3. You're okay with the system-provided voice options for faster interaction.

<Note>
  Speech-to-speech is evolving rapidly. If you need a custom cloned voice with low latency, try **Dualplex**.
</Note>

## 3. Dualplex (Beta)

|                  |                                                                    |
| ---------------- | ------------------------------------------------------------------ |
| **Label in UI**  | `Dualplex`                                                         |
| **How it works** | Multimodal STT + LLM (speech-to-speech) with ElevenLabs TTS output |
| **Latency**      | Low (varies by voice and model)                                    |
| **Best for**     | Fast, natural replies with high-quality/brand voices (cloned)      |

Dualplex blends the responsiveness of speech-to-speech with the premium voices and cloning from ElevenLabs used in Pipeline. The assistant uses the multimodal model to understand the caller and plan the reply, then renders the final speech through ElevenLabs for consistent, high‑fidelity output.

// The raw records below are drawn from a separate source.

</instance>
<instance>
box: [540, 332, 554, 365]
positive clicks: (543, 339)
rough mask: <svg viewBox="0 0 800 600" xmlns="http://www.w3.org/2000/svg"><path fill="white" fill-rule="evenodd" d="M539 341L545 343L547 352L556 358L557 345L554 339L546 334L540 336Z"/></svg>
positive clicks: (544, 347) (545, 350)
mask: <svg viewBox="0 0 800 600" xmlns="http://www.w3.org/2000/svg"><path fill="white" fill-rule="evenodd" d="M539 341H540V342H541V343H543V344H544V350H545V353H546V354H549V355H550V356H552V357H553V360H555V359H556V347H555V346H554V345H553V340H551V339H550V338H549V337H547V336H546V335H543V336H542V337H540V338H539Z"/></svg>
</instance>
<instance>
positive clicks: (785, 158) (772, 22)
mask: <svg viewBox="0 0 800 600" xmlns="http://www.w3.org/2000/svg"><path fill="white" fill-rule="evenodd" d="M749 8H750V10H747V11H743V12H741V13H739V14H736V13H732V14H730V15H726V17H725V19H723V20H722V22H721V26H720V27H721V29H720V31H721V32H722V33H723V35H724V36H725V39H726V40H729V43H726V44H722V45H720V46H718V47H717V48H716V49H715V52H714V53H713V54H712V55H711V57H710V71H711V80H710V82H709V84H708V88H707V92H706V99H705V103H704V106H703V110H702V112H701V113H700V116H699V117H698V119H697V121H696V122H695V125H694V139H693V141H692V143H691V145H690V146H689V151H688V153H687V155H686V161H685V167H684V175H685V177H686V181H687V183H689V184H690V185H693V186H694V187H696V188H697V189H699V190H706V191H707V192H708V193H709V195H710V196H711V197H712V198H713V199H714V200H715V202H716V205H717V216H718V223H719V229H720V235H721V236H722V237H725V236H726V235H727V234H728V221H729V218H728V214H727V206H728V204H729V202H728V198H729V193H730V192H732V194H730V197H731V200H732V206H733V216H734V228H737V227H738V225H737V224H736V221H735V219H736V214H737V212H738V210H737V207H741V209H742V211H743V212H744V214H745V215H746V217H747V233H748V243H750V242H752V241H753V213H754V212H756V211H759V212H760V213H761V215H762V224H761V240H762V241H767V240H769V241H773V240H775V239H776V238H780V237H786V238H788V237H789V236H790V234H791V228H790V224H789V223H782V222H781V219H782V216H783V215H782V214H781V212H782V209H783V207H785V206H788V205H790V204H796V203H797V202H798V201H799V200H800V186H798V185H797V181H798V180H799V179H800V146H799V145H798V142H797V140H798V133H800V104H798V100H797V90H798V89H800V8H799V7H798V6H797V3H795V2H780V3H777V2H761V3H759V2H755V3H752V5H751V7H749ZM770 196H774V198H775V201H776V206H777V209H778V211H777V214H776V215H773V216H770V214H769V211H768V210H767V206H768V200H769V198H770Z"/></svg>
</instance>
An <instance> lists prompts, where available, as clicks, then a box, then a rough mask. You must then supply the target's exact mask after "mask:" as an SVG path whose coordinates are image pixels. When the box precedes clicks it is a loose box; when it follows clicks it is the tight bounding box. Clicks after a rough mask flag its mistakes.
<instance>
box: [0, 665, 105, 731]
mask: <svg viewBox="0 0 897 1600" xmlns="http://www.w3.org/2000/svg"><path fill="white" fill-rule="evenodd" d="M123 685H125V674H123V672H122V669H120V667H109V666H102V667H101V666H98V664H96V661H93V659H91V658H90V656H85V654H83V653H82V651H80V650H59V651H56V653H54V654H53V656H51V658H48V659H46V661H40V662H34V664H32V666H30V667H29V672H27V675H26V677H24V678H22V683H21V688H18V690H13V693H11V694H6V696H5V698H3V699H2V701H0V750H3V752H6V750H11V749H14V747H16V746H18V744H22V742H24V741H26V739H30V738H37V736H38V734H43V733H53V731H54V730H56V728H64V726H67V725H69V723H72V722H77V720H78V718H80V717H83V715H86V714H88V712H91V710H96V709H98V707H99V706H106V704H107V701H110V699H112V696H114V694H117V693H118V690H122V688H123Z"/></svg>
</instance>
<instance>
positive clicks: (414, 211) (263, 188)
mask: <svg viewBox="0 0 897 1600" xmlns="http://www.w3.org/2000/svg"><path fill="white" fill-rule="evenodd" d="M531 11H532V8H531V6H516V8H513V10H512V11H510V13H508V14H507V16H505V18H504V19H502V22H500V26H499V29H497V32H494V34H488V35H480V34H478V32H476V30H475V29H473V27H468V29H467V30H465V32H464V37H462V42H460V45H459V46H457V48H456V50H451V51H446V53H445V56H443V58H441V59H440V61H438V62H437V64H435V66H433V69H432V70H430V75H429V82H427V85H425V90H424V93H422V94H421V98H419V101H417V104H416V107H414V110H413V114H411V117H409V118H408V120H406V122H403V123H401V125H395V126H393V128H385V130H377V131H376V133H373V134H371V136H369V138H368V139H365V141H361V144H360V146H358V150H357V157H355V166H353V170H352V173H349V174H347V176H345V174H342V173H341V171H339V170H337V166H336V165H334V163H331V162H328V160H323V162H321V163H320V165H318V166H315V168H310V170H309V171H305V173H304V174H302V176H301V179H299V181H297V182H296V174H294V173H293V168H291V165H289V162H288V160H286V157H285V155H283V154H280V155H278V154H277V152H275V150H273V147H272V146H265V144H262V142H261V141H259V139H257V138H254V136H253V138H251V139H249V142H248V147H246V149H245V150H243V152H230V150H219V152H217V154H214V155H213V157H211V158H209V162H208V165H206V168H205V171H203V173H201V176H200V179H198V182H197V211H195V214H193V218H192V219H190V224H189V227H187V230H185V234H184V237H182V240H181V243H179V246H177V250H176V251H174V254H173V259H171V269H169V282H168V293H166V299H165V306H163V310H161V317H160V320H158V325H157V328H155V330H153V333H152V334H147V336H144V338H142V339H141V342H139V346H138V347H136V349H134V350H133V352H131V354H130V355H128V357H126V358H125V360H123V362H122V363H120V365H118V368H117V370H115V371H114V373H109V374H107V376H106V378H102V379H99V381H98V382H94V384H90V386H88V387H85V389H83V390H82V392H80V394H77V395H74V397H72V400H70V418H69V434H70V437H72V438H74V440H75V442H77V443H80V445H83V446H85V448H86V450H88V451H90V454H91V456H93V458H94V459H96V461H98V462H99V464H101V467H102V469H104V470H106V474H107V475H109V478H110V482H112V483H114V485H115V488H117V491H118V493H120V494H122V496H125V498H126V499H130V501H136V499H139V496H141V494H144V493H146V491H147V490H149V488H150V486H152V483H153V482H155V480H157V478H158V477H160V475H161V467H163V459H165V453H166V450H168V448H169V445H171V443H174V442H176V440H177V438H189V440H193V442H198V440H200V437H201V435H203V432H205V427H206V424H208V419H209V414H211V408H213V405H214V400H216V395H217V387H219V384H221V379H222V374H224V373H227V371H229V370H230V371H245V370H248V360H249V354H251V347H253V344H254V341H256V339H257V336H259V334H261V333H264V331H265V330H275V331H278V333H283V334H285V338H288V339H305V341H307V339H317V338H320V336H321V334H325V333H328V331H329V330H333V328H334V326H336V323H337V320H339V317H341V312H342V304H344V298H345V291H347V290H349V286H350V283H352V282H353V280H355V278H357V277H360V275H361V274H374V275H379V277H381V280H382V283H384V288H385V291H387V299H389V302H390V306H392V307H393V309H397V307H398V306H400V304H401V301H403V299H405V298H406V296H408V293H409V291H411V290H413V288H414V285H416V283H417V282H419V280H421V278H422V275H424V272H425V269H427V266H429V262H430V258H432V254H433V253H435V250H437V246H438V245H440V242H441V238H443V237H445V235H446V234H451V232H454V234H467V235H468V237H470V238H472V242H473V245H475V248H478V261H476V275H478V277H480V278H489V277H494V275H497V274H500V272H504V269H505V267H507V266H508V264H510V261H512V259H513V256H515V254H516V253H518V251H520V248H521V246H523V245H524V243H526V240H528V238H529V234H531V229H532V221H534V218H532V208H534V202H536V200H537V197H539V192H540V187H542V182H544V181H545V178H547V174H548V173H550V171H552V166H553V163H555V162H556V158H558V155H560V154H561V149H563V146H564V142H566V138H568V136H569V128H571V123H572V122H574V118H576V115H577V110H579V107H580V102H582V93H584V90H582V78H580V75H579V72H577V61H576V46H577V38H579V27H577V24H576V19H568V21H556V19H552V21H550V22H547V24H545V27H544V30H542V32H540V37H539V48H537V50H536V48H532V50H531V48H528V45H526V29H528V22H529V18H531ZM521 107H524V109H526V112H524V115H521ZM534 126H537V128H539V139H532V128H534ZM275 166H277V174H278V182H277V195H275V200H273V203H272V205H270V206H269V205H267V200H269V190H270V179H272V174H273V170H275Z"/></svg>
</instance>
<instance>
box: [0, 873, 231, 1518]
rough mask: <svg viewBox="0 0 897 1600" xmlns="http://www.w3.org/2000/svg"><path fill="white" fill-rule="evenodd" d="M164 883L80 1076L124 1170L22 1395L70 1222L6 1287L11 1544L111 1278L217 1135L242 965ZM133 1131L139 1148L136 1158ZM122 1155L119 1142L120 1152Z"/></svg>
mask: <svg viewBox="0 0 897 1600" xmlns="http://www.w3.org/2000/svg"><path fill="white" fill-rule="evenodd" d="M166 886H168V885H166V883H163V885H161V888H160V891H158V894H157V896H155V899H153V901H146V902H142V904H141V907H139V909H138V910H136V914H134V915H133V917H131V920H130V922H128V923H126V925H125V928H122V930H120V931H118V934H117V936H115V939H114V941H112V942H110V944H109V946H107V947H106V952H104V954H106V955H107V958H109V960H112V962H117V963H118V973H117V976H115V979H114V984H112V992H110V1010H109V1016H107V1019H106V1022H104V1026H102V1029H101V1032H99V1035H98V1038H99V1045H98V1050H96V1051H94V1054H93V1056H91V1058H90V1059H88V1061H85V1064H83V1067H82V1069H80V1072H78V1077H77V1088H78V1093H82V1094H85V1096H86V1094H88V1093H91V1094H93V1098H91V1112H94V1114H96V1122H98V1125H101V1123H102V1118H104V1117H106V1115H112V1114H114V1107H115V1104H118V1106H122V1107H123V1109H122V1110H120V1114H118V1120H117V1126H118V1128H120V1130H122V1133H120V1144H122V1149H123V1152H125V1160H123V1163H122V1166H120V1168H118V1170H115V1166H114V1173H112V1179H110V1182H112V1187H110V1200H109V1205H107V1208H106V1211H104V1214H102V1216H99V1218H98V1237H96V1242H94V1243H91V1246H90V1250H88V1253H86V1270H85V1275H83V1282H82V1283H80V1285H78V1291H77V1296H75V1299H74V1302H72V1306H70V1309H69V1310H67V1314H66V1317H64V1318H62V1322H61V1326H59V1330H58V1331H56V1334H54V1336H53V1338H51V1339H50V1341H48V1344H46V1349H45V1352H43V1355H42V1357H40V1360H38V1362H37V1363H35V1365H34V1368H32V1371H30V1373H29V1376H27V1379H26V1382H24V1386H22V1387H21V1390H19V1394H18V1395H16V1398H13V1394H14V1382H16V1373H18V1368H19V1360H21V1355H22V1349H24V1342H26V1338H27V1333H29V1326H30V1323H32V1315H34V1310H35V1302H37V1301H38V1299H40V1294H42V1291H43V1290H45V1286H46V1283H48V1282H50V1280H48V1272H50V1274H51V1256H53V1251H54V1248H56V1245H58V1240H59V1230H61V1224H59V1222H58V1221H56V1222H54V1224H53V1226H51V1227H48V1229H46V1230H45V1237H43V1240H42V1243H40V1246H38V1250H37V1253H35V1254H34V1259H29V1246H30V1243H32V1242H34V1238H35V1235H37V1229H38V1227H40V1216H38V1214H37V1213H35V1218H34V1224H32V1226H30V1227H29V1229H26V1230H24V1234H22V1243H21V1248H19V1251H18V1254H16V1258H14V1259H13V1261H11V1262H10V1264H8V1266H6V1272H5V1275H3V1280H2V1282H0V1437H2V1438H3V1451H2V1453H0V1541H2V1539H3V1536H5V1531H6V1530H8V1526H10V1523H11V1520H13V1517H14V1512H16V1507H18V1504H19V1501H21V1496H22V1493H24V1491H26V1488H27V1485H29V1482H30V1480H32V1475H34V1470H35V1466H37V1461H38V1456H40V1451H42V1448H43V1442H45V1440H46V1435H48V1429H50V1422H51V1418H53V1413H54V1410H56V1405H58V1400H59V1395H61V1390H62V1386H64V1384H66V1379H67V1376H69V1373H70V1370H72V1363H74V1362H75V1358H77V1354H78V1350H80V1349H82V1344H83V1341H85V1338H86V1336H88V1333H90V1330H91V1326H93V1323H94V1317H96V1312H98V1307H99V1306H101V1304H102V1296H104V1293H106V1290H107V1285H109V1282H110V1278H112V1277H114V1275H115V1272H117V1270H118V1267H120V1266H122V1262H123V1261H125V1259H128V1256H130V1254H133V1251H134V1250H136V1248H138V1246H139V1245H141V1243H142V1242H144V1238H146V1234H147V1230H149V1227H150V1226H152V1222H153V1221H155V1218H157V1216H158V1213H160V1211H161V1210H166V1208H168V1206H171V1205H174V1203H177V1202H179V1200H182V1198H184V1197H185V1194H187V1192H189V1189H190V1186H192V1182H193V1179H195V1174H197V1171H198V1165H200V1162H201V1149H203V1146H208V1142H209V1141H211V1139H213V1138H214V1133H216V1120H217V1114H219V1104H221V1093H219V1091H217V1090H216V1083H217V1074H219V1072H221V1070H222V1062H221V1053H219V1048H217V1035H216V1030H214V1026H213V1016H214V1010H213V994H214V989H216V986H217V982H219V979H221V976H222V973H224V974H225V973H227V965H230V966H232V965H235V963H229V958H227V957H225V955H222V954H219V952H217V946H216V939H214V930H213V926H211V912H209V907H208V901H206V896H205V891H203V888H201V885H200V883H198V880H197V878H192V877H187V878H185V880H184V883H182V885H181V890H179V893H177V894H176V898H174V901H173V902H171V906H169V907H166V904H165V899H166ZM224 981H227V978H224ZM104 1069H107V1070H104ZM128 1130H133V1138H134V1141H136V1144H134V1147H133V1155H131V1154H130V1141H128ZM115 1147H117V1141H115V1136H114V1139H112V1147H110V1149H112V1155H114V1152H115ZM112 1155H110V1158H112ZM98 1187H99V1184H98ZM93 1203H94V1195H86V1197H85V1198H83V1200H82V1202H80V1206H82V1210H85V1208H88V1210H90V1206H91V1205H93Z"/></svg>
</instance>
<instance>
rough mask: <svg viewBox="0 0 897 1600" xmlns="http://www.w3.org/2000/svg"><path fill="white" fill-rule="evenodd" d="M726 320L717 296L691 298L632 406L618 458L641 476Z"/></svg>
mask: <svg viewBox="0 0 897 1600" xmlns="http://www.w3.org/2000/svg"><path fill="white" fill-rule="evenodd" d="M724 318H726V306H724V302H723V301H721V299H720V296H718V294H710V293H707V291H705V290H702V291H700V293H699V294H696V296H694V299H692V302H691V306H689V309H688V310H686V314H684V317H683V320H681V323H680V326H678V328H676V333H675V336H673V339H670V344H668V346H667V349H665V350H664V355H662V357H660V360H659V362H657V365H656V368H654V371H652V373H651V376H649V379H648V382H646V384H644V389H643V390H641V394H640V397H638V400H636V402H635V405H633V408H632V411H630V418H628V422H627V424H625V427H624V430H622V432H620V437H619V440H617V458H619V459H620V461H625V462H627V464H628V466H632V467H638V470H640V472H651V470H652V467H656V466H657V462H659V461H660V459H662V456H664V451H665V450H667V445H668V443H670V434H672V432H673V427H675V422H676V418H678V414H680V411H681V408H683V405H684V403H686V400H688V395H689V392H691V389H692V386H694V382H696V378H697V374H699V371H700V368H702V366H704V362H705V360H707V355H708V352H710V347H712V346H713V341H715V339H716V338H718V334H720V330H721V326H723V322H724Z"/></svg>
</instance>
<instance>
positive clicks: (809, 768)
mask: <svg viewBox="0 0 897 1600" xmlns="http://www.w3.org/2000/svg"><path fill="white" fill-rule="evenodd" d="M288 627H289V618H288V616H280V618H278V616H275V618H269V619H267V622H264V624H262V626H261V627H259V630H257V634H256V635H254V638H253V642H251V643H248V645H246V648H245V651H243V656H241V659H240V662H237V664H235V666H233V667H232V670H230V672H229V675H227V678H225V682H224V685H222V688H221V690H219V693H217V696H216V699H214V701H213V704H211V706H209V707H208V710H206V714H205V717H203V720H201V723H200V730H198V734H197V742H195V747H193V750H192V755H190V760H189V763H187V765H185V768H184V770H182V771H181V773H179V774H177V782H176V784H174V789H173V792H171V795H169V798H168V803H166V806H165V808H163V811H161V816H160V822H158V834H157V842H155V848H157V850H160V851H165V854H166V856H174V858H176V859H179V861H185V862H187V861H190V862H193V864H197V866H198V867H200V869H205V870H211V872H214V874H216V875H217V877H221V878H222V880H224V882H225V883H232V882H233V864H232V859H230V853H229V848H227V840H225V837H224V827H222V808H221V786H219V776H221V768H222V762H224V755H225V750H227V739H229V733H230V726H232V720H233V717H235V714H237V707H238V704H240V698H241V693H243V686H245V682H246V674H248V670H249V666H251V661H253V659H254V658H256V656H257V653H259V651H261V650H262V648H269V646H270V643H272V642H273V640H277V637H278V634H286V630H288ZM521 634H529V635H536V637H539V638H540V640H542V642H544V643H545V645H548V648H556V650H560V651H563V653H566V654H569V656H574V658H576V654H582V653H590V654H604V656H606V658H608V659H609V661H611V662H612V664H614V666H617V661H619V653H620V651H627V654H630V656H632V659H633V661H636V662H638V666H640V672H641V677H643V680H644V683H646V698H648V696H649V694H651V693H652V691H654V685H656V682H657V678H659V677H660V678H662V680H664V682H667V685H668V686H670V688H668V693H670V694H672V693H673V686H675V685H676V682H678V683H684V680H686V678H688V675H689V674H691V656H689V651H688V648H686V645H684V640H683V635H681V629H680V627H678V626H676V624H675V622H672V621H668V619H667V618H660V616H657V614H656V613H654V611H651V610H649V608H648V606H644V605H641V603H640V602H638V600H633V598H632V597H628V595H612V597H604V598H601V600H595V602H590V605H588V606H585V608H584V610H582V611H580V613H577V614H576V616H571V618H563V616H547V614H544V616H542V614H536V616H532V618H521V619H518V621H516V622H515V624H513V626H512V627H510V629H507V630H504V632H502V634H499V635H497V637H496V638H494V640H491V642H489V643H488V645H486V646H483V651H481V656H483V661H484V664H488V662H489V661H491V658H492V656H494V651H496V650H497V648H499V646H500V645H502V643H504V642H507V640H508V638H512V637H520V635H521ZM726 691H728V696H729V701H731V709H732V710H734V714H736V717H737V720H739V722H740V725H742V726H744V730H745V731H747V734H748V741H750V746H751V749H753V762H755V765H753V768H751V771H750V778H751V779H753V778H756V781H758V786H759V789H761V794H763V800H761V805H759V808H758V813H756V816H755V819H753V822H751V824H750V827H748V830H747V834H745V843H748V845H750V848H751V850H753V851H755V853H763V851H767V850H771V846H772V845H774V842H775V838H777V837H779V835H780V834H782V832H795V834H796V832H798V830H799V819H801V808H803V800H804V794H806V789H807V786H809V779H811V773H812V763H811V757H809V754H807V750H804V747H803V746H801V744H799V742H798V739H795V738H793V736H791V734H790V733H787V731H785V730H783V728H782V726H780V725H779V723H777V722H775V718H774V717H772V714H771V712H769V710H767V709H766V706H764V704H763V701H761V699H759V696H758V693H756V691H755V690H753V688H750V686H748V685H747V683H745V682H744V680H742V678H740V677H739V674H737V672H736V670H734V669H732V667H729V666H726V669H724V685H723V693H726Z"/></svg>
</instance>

* **Near-instant turn-taking** similar to speech-to-speech.
* Access to **ElevenLabs** voice library, including **custom-cloned voices**.
* Great for **short to medium** replies with expressive prosody.
* **Recommended default** for most use-cases today; currently in **Beta**.

### When to choose Dualplex

1. You want fast back-and-forth but need a branded or cloned voice.
2. You want more expressive delivery without giving up precise voice choice.
3. You're comfortable using a new feature that is still in Beta.

## Switching modes

You can pick the mode for each assistant in **Assistant → Settings → Voice Engine**. Test all three modes to see which delivers the best balance of speed and quality for your use-case. `Dualplex` is currently labeled **Beta**.

***

**Pro Tip:** Record two calls – one in each mode – and compare the caller's perceived latency and engagement level to decide which fits your flow.